М. Н. Эпштейном реализован жанр философствования, пожалуй, еще более радикально фрагментарный, чем паремиологический, и при этом чрезвычайно репрезентативный, концептуально целостный и связный. Но – не сводящий все к неким исходным понятиям (как в гегелевской «Энциклопедии философских наук»), а порождающий возможности новых смыслообразований. Это философствование словами, терминами как квинтэссенцией осмысления и смыслообразования, причем сведенными в систему. Речь идет о словаре принципиально нового типа.
Во-первых, обычно словари, энциклопедии содержат термины, которые уже употребляются в обыденном или профессиональном дискурсе. В словарях эта практика употребления закрепляется. В
Словарь задуман не только как справочное пособие, но и как форма выдвижения и обоснования новых идей в основных областях гуманитарных наук. Весь словарь в целом – это своего рода нарратив, переходящий в перформатив. Последний, как известно, отличается от констатирующих описаний тем, что осуществляет то, о чем сообщает, самим фактом высказывания. Такие высказывания, как «обещаю» или «договорились», сами вводят в действие то, о чем говорят. Аналогично и проективный словарь, сообщая о предлагаемых терминах и их содержании, самим фактом сообщения стремится ввести их в интеллектуальные практики. В этом плане проективный словарь – своеобразный перформативный жест, поступок в сфере языка и культуры.

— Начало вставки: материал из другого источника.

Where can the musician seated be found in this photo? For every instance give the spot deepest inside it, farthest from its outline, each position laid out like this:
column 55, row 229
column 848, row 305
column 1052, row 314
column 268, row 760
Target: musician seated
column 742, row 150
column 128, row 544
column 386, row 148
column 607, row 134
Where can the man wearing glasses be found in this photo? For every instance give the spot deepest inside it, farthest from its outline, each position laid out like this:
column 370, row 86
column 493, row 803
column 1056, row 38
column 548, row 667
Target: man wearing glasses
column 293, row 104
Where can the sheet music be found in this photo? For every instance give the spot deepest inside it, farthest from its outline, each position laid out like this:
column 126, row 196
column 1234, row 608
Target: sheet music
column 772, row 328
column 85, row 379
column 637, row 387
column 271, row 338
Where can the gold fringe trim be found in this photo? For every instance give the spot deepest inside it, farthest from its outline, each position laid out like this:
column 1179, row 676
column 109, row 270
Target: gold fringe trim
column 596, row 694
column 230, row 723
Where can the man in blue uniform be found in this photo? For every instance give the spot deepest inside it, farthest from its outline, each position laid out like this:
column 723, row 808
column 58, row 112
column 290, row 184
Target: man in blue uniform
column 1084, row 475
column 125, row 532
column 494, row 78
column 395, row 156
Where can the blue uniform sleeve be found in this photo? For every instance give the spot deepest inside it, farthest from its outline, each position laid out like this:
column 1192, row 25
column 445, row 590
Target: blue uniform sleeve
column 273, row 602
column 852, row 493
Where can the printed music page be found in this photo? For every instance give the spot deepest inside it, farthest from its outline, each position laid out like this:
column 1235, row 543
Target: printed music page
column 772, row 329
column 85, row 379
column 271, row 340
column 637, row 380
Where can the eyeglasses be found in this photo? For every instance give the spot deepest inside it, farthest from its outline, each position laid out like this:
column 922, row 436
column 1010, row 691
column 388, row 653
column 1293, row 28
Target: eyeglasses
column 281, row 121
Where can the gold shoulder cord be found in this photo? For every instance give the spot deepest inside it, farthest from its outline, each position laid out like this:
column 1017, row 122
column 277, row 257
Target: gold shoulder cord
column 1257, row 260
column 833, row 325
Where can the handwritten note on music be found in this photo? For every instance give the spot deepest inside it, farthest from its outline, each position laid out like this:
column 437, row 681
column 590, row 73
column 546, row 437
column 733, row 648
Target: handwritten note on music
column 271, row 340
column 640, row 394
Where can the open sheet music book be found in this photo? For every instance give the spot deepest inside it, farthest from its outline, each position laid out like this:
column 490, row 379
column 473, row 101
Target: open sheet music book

В этой связи, во-вторых, словари (тем более дисциплинарные, не говоря об энциклопедических) обычно являются итогом коллективной работы, обеспечивающей максимально возможную полноту содержания. В данном случае словарь акцентированно и демонстративно авторский, причем в двойном смысле: все статьи в нем написаны одним автором и большинство концептов и терминов в этом словаре принадлежит ему же. Словарь не только проективный, но и буквально – персонологический, поскольку автор статей выступает как мыслящая персона, делящаяся собственными терминами и понятиями, а не описывает и не систематизирует введенное другими авторами. Автор буквально следует взятой в качестве эпиграфа максиме Вольтера – он поглощен задачей отчитаться в алфавитном порядке перед самим собой за все, что он думает об «этом и том мире».

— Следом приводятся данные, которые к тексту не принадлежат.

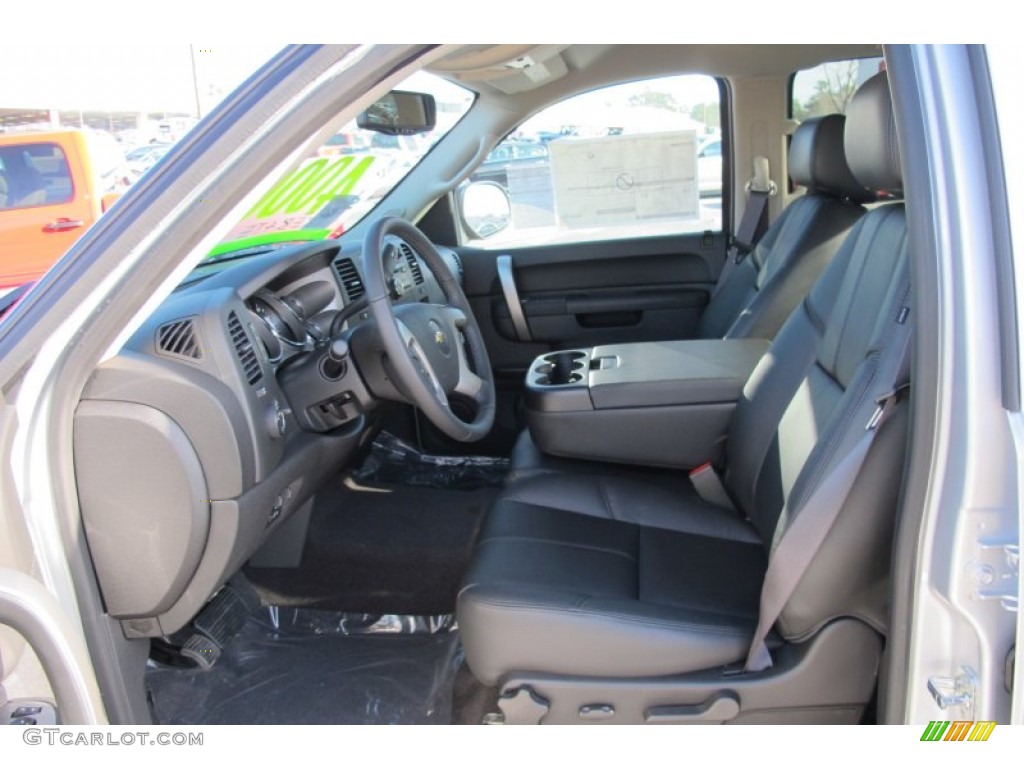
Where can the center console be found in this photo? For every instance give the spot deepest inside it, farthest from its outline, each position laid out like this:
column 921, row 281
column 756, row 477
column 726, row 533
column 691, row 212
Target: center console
column 658, row 403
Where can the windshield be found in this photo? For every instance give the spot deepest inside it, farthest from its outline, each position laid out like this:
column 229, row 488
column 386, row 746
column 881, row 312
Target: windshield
column 343, row 179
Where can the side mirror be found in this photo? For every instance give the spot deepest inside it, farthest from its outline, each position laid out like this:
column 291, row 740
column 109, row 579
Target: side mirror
column 400, row 114
column 484, row 208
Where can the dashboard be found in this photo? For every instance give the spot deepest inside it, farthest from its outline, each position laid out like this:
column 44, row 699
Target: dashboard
column 219, row 419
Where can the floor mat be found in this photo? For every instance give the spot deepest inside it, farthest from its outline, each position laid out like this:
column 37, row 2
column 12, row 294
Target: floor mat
column 381, row 548
column 295, row 668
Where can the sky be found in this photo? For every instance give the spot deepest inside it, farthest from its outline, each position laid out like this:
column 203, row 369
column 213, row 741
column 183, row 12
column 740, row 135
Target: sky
column 114, row 77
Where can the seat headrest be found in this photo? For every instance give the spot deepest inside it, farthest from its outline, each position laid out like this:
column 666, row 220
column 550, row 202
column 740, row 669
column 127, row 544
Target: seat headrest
column 817, row 160
column 871, row 146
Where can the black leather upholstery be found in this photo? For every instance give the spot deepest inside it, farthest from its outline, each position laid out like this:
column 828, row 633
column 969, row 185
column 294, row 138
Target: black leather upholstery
column 871, row 144
column 558, row 592
column 762, row 291
column 817, row 160
column 593, row 573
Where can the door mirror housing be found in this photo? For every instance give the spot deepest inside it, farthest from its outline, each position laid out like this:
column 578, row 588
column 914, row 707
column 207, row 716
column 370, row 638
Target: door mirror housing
column 484, row 208
column 400, row 114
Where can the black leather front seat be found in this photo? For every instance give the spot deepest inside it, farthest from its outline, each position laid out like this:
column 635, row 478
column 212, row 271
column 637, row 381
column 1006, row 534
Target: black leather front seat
column 767, row 286
column 585, row 577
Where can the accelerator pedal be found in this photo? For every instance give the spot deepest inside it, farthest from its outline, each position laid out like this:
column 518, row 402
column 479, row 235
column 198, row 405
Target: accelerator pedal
column 221, row 620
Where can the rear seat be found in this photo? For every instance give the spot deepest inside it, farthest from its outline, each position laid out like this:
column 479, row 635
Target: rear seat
column 764, row 289
column 584, row 576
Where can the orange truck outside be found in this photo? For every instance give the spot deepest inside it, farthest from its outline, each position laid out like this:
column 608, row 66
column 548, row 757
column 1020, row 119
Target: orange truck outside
column 52, row 186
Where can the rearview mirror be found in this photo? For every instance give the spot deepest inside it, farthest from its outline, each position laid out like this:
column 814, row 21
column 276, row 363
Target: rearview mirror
column 400, row 114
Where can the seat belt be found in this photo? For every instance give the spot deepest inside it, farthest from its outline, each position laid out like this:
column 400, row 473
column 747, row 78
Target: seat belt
column 807, row 531
column 760, row 188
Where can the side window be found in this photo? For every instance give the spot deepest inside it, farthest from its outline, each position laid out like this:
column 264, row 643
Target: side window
column 34, row 175
column 633, row 160
column 827, row 88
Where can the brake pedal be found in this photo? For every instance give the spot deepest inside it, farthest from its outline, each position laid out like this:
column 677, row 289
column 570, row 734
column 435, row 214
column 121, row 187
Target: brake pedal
column 202, row 650
column 225, row 614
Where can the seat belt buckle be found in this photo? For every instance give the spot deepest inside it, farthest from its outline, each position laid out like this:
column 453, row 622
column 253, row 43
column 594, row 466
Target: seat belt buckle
column 883, row 407
column 738, row 251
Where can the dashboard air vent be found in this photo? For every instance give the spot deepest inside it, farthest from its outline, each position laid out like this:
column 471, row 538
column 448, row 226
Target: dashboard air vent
column 459, row 272
column 178, row 339
column 244, row 348
column 350, row 279
column 414, row 263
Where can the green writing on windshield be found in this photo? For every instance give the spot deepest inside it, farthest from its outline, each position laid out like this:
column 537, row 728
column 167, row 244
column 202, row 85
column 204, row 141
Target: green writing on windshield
column 308, row 188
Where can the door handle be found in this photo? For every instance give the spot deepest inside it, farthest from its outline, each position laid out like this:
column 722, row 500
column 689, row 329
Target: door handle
column 507, row 280
column 62, row 225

И такая персонологичность – тоже достаточно философична. Терминообразование всегда играло особую роль в философии, которая занята поиском таких понятий и терминов, которые освобождают мысль от плена повседневного языка и предрассудков здравого смысла. Мышление невозможно без своего языкового выражения, а творчески мыслить – значит заново создавать язык, очищенный от обыденных значений, автоматизмов здравого смысла, остраняющий их. При этом философ может пользоваться словами, уже существующими в языке, придавая им новый фундаментальный смысл, то есть творя не столько лексические, сколько семантические неологизмы. «Идея» Платона, «вещь-в-себе» И. Канта, «диалектика», «отрицание» и «снятие» Г. В. Ф. Гегеля, «позитивизм» О. Конта, «сверхчеловек» Ф. Ницше, «интенциональность» и «эпохе» Э. Гуссерля, «здесь-бытие» и «временение» М. Хайдеггера, «многоголосие», «участность», «вненаходимость», «не-алиби-в-бытии» М. М. Бахтина, «различание» Ж. Деррида – именно в таких новых словах (новых по своему составу или только по смыслу) интегрируется целая новая система мышления, делая это осмысление по-настоящему интересным.

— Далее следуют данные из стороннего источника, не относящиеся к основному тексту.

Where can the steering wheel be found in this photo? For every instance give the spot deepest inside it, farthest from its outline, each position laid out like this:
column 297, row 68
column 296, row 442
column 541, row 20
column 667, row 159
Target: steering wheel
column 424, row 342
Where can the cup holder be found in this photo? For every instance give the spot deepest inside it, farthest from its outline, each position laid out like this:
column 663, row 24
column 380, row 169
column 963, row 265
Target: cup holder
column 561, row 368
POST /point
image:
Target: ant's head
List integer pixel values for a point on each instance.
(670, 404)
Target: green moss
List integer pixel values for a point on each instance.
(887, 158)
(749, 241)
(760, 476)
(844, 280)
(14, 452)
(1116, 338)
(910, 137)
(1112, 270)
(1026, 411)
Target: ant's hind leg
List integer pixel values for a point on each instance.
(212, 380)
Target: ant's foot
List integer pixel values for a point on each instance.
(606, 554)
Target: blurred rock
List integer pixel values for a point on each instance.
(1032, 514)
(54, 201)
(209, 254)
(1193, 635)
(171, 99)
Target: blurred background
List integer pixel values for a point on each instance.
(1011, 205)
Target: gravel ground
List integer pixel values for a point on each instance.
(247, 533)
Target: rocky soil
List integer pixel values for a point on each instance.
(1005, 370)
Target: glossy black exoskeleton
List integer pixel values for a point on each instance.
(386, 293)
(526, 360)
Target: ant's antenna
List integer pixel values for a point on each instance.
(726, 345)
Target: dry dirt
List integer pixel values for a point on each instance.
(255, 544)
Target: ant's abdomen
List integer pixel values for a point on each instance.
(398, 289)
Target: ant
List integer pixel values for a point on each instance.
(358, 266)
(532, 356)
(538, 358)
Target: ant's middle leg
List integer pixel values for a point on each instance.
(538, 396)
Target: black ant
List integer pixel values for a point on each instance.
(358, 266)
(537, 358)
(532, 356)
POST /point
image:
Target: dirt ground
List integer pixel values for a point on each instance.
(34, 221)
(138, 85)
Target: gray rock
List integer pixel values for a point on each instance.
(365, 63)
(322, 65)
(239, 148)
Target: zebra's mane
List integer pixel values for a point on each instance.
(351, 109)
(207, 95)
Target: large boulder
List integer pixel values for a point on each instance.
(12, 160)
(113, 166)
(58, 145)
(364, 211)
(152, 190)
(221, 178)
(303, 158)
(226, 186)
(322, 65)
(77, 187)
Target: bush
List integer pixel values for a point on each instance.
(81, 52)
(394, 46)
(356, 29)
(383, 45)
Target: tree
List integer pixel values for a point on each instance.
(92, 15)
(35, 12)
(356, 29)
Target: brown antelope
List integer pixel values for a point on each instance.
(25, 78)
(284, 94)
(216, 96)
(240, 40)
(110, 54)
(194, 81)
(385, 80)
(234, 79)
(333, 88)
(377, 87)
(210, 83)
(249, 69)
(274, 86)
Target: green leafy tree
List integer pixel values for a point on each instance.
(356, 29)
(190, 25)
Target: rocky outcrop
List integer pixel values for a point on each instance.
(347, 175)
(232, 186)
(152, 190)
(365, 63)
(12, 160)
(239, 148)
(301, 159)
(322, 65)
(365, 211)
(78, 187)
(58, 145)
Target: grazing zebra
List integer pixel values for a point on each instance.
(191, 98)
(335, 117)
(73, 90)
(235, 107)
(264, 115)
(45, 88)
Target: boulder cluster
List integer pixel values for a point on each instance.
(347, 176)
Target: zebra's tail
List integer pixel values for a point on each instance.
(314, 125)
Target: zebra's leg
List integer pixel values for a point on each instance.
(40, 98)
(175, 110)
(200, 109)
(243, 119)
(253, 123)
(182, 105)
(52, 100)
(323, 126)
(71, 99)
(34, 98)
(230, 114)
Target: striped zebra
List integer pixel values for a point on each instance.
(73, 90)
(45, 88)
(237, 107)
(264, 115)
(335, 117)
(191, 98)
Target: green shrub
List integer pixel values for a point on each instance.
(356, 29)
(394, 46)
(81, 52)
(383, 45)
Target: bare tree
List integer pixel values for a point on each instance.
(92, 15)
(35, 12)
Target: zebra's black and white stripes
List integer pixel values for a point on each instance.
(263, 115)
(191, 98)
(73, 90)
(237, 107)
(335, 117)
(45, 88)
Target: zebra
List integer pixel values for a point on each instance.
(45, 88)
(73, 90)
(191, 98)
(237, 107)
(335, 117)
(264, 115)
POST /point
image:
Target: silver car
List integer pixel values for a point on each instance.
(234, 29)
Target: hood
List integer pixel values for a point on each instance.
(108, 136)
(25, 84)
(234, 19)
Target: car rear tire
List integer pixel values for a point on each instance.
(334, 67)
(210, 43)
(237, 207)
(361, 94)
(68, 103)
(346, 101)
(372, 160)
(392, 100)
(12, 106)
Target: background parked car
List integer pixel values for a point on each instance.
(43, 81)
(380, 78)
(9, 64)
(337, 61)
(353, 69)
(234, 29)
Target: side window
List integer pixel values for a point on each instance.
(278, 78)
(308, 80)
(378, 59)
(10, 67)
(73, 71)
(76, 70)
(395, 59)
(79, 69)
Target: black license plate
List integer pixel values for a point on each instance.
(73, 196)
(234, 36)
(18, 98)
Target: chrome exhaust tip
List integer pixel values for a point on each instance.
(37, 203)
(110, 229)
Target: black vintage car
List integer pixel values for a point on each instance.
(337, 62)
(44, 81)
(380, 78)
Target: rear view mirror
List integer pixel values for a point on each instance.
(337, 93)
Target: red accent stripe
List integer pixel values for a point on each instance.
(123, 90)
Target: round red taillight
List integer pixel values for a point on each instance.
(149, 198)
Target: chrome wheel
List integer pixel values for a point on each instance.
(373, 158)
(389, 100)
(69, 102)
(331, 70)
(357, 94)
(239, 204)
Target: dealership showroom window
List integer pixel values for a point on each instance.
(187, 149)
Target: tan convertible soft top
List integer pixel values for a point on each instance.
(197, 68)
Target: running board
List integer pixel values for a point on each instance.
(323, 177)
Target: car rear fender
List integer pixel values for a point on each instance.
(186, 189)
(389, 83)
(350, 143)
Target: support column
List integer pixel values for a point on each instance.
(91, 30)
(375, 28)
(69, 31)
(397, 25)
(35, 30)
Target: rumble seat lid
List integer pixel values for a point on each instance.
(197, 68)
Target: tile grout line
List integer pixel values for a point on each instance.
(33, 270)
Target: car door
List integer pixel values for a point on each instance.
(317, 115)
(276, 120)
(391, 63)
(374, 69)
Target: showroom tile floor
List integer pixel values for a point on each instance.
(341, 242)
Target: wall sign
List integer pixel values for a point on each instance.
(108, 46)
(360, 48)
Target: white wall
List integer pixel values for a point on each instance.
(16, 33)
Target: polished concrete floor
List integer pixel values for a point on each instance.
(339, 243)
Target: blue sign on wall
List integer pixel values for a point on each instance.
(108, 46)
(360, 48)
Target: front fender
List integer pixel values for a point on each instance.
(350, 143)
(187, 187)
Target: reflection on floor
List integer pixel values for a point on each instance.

Кстати об «интересном». Я. Э. Голосовкер, посвятивший ему одноименный трактат[32], писал, что интересным может быть только отклонение от нормы, от скучного привычного, удивление ему. Но за паузой удивления, необходимой для замедления восприятия и концентрации внимания на интересном, должен следовать новый монтаж остраненных смыслов. Эпштейновская однословная наррация порождает интересное, играя зачастую частями слова, что позволяет одновременно не только остранять, но и строить новые смысловые конструкции. А формат словарной статьи позволяет расширять смыслопорождающую наррацию, погружая словоупотребление в контекстуальные фреймы.
Придумывание экзотических словечек не являлось самоцелью для автора словаря. Главное даже не в самих терминах – они являются поводом для рассуждений, порождения нового дискурса. Словарь представляет собой именно опыт гипотетического дискурса, так сказать, рассеивания тех понятий-семян, которые могут дать всходы в новой генерации тематизаций, концептуализаций и операционализаций. Можно воспользоваться метафорой В. В. Розанова и говорить об «эмбрионах»[33] новых мыслей и концептов. Такое сравнение в большей степени соответствует концептивистской установке идеологии словаря, к которой еще вернемся.